Revenues from Year-Round Products increased by $19.3 million, or 6.9%, to $297.4 million for the three-month period ended July 31, 2014, compared with $278.1 million for the corresponding period ended July 31, 2013. The increase resulted primarily from higher shipments of Can-Am side-by-side vehicles reflecting the industry growth in North America and to a lower extent from Can-Am all-terrain vehicles. The increase was mitigated by higher sales program costs. The increase in revenues included a favourable foreign exchange rate variation of $13 million.

Propulsion Systems

Revenues from Propulsion Systems decreased by $1.5 million, or 1.7%, to $84.4 million for the three-month period ended July 31, 2014, compared with $85.9 million for the corresponding period ended July 31, 2013. The decrease in revenues was mainly attributable to a lower volume of outboard engines sold, partially offset by a favourable mix. The decrease included a favourable foreign exchange rate variation of $5 million.

PAC (Parts, Accessories, Clothing and other services)

Revenues from PAC increased by $22.1 million, or 19.0%, to $138.4 million for the three-month period ended July 31, 2014, compared with $116.3 million for the corresponding period ended July 31, 2013. The increase was mainly attributable to a higher volume of Seasonal Products’ PAC sold due to the good performance of the Sea-Doo Spark model and higher deliveries of snowmobiles’ PAC for the upcoming season. The increase included a favourable foreign exchange rate variation of $7 million.

Gross profit remained stable to $142.9 million for the three-month period ended July 31, 2014, compared with $142.6 million for the corresponding period ended July 31, 2013. Gross profit margin percentage decreased by 470 basis points to 18.3% from 23.0% for the three-month period ended July 31, 2013. The decrease in gross profit margin percentage was primarily due to higher sales programs costs in Year-Round Products, absorption of overhead costs stemming from the reduction of finished goods inventory, unfavourable foreign exchange rate variations and expenses related to the production ramp-up at the Querétaro, Mexico facility and to the transfer of PAC distribution to third-party logistics providers. The foreign exchange rate negatively impacted the gross profit by $4 million.

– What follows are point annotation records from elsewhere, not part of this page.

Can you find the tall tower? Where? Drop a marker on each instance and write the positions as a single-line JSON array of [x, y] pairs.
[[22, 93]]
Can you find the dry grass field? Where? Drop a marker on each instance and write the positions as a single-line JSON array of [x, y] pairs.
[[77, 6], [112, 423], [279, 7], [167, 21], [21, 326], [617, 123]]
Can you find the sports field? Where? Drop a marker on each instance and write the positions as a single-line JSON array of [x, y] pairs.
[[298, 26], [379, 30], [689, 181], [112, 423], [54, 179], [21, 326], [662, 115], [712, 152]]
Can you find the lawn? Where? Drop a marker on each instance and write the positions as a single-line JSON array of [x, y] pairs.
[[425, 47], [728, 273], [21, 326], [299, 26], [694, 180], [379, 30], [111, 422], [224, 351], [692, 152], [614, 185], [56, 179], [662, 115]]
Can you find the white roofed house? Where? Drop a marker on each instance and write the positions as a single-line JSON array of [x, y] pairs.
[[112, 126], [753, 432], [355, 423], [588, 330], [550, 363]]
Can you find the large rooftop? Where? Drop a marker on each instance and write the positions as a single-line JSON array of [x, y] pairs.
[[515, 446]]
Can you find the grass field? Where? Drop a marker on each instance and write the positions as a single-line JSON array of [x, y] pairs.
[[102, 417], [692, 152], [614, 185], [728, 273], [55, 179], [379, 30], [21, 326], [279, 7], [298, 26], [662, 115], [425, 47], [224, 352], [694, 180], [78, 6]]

Operating expenses increased by $32.5 million, or 30.4%, to $139.3 million for the three-month period ended July 31, 2014, compared with $106.8 million for the three-month period ended July 31, 2013. This increase was driven by increased marketing expenses in relation with the Sea-Doo Spark model and the launch of the new Evinrude E-TEC G2 outboard engine and by increased research and development costs. The increase included an unfavourable foreign exchange impact of $6 million.

Normalized net loss of $8.8 million, a decrease of $16.4 million, which resulted in normalized diluted loss per share of $0.07, a decrease of $0.14 per share. The decrease in normalized net income was primarily due to increased sales program costs, costs related to the production ramp-up at the Querétaro facility and to the transfer of PAC distribution and increased marketing costs, offset by an increase of products sold. The decrease included an unfavourable foreign exchange rate variation of $10 million.